Five days later, a drone carried out the attack, firing two Hellfire missiles at Zawahiri on the balcony, killing him and him alone. Unlike the operation targeting Bin Laden, which lasted 40 minutes and ended with five people killed, including one of Bin Laden’s sons, the drone strike was carried out without any U.S. military presence on the ground in Afghanistan — “carefully planned,” Biden said, to minimize collateral damage. “There were no civilian casualties,” he said.

Taliban officials, who the White House said were long aware of Zawahiri’s presence in Kabul, whisked away the terrorist’s relatives shortly after the strike in an effort, the senior administration official said, to hide their presence in the city.

The group’s harboring of Zawahiri, the administration official added, amounted to a violation of the Doha agreement between the U.S. and the Taliban, under which the group agreed not to cooperate with terrorist groups.

Biden, long skeptical about the military’s commitment to the war in Afghanistan, famously cautioned President Obama about the risks of the 2011 Bin Laden raid when serving as vice president.

Ending the war there after 20 years of conflict was among Biden’s top first-year priorities, and he pushed ahead with the drawdown in the face of warnings from the Pentagon, scoffing at the potential for the country’s former government to fall to the Taliban just weeks before it did — a foreign policy debacle that forced the White House to scramble to airlift thousands of vulnerable Afghans to safety and one from which his own popularity has yet to recover.

The successful strike on Zawahiri, Biden said, validated his own rationale for ending the U.S. presence in Afghanistan, which was predicated in part on a belief that counterterrorism operations could still be carried out without a permanent presence on the ground.

“As President Biden has consistently said, we will not allow Afghanistan to become a safe haven for terrorists to my bring harm to Americans,” a senior administration official told reporters prior to Biden’s remarks. “We met that commitment on Saturday night. And in doing so, we showed that without American forces on the ground in Afghanistan and in harm’s way, we remain able to identify and locate even the world’s most wanted terrorists, and then take action to remove him from the battlefield.”

Daniel R. DePetris, a fellow at Defense Priorities, a veterans group that is highly skeptical about deploying military force, drew the same conclusion. “The targeted killing of Al-Qaeda leader Ayman Zawahiri in a CIA drone strike in Afghanistan underscores a critical fact: The U.S. need not permanently deploy military forces to defend against terrorist threats,” DePetris said.

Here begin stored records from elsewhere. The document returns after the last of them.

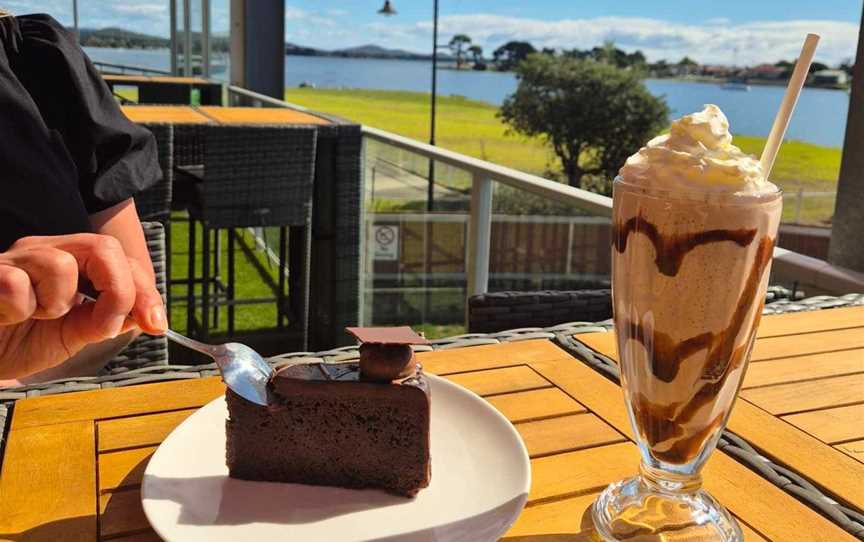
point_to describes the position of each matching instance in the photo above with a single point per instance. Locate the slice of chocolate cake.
(356, 425)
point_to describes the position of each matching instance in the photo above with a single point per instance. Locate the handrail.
(810, 271)
(588, 201)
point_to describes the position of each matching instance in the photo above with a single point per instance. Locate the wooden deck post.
(848, 224)
(258, 46)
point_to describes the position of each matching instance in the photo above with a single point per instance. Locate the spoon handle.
(86, 289)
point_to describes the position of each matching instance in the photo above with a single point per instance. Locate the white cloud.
(709, 43)
(141, 9)
(295, 16)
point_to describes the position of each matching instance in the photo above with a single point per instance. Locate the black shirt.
(66, 149)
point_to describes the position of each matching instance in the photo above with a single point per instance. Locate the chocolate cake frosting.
(337, 424)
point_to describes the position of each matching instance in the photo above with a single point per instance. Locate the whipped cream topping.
(697, 154)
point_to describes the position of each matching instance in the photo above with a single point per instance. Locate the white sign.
(385, 239)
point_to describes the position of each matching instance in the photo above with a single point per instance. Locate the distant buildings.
(837, 78)
(766, 71)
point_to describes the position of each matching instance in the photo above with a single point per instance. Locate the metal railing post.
(479, 237)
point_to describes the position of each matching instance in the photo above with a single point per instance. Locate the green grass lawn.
(254, 276)
(471, 127)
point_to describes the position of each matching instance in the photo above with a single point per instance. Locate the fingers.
(101, 259)
(148, 310)
(53, 278)
(17, 298)
(124, 285)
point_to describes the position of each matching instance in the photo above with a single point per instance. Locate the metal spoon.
(243, 369)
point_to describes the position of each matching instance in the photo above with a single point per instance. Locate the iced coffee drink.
(694, 225)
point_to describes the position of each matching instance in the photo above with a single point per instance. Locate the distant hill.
(121, 38)
(361, 51)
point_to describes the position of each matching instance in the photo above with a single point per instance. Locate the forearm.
(87, 362)
(121, 222)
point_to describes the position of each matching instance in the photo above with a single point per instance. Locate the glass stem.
(669, 482)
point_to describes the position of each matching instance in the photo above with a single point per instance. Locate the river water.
(820, 116)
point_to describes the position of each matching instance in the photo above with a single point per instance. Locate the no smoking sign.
(385, 240)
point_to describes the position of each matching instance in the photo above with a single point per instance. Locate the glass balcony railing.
(492, 228)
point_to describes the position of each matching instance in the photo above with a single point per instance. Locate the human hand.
(43, 323)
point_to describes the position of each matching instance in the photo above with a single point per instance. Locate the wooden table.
(802, 401)
(180, 114)
(168, 89)
(74, 462)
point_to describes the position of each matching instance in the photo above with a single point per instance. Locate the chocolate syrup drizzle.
(670, 251)
(660, 423)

“Targeted airstrikes or raids have proven to be a more efficient, less costly way to neutralize anti-U.S. terrorist groups. Zawahiri is the latest in a long list of senior terrorist leaders, operatives and facilitators to be taken off the battlefield, including Osama bin Laden and Abu Bakr al-Baghdadi,” he continued, referring to the former leader of Islamic State who was killed in a 2019 strike authorized by President Trump.

Biden, in his brief prime-time address to the country, reminded the nation of Zawahiri’s central role in numerous Al Qaeda attacks, including the 2000 bombing of the U.S. destroyer Cole in Yemen and of course Sept. 11.

Speaking to relatives of those killed in the attacks on the World Trade Center, the Pentagon and aboard United Flight 93 that crashed in Shanksville, Pa., Biden expressed hope that Zawahiri’s death “will be one more measure of closure.”